The Recent GBPUSD Breakout
The long term GBPUSD price chart is a prime example
of a major breakout. We recently witnessed “cable” breaking to a
multi-year high followed by a near-50 pip rally to breakout traders’
delight. If you were one of those breakout traders that participated,
congrats. It was a good trade and I am happy it worked out for you. For
the others that missed the break, don’t sweat it. These breakouts
sometimes yield an opportunity to get in well after the initial break.
Let’s take a look.
Trading the Breakout Pullback
In order to qualify as a breakout, price must break
through a support or resistance level. (Do you understand these terms?
Test your knowledge by taking our Technical Analysis Quiz).
But after this break occurs, price sometimes will pullback to the
support/resistance level that was originally broken. The old saying,
“What once was support, can later become resistance (and vice versa)”

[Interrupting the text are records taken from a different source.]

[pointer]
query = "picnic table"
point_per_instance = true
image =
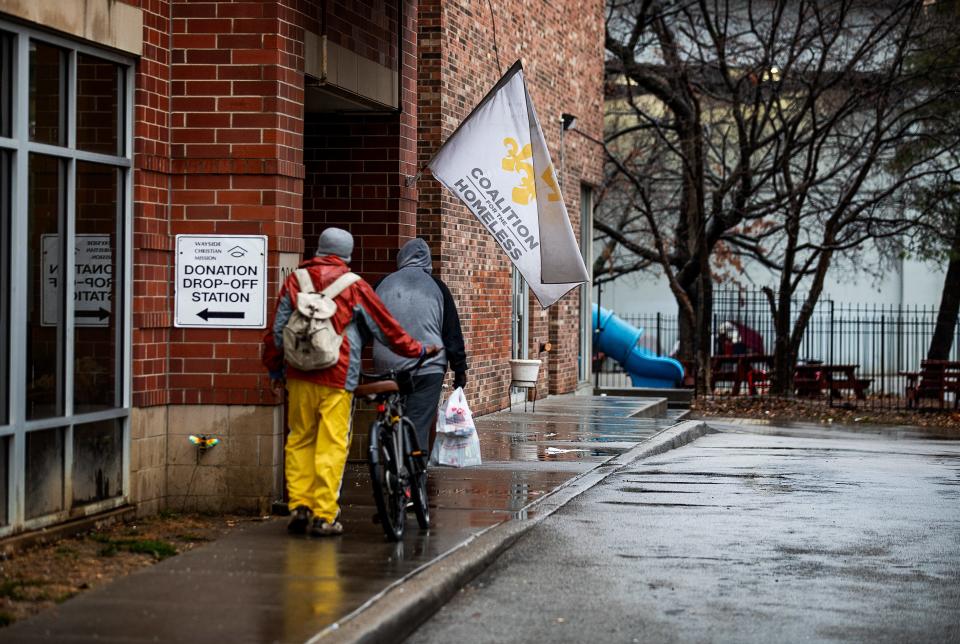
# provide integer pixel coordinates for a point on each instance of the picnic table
(935, 380)
(812, 379)
(749, 368)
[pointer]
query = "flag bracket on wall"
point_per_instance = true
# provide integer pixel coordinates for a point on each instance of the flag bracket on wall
(498, 164)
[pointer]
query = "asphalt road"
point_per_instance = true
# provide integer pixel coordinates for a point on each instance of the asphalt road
(807, 536)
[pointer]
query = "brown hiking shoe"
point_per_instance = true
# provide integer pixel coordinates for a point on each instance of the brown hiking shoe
(323, 528)
(300, 520)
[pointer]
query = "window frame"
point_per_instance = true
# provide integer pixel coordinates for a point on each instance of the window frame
(20, 148)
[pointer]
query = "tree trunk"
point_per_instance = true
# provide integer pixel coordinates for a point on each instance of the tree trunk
(704, 331)
(943, 333)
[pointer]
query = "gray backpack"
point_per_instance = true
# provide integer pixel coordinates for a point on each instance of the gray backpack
(309, 340)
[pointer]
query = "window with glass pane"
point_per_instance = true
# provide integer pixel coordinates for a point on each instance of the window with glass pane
(98, 105)
(44, 472)
(45, 292)
(5, 250)
(4, 480)
(6, 82)
(47, 93)
(96, 323)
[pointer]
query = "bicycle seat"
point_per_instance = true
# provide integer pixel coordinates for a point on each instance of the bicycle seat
(377, 387)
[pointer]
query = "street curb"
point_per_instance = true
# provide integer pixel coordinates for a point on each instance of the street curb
(404, 605)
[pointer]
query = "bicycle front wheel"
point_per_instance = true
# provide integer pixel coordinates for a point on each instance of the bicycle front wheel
(386, 479)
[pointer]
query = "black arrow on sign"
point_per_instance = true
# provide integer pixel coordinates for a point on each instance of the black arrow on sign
(206, 314)
(100, 314)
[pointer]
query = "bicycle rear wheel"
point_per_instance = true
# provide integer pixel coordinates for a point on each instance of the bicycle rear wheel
(417, 467)
(387, 482)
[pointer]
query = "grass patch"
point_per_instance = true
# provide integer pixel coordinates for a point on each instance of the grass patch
(189, 536)
(14, 589)
(160, 550)
(66, 552)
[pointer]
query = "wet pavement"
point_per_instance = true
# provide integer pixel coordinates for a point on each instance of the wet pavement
(757, 534)
(260, 585)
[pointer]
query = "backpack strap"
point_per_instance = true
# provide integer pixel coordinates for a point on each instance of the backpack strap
(303, 277)
(340, 284)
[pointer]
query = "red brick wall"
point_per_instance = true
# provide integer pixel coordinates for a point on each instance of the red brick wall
(152, 277)
(561, 46)
(219, 125)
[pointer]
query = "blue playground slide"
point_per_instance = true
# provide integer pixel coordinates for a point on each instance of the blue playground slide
(617, 339)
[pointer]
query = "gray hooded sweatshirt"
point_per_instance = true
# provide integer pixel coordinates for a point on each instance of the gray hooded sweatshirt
(423, 306)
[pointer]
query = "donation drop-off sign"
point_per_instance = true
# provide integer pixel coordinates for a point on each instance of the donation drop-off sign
(221, 281)
(92, 280)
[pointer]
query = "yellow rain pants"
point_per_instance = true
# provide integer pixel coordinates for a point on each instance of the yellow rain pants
(317, 446)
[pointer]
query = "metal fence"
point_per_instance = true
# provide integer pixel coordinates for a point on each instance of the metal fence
(883, 341)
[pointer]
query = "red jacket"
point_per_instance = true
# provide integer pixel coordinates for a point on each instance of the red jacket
(360, 317)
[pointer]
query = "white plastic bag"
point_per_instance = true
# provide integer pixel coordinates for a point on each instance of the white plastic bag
(455, 418)
(457, 444)
(456, 451)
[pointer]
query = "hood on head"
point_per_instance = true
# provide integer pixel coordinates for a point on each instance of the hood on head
(415, 253)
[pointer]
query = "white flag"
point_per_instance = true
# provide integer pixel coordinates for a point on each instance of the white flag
(497, 163)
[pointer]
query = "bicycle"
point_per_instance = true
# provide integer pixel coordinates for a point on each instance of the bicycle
(397, 462)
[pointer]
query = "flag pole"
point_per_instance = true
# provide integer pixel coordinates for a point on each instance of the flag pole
(517, 66)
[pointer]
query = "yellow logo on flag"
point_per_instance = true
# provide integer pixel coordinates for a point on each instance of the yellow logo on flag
(517, 161)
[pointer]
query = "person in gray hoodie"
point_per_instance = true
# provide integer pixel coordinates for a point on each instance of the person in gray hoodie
(422, 304)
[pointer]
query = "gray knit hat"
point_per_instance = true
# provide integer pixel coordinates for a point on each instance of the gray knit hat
(335, 241)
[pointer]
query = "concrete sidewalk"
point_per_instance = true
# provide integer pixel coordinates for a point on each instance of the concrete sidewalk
(260, 585)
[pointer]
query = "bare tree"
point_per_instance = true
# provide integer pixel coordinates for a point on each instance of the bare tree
(771, 125)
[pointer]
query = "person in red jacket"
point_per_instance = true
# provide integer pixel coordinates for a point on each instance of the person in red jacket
(320, 402)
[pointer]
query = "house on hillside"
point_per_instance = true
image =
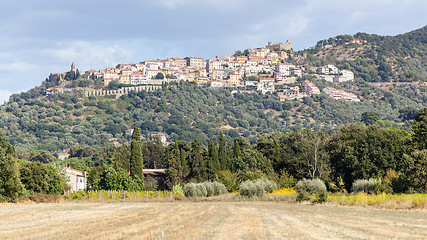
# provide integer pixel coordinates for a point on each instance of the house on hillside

applies to this situation. Price can bounce off this level and produce a
trading opportunity.
In the case for the current GBPUSD breakout, we’ve
seen exactly this. Two days after the initial break, price has returned
to its prior resistance level, giving us a buying opportunity. Our trade
idea is based on the idea that this resistance level will now act as
support. This scenario can be seen in the image below.
Learn Forex: GBPUSD Pulling Back to Support After Breaking to a Multi-Year High
(Created using Marketscope 2.0 charting package)
So the initial break of the resistance area occurred
two days ago, followed by another bullish blue candle. Today, GBPUSD
fell heavily back towards the resistance area which now could act as
support. This gives a buying opportunity (marked with a highlighted
circle on the chart above) that actually gives us a better price to
enter than the original breakout candle’s closing price.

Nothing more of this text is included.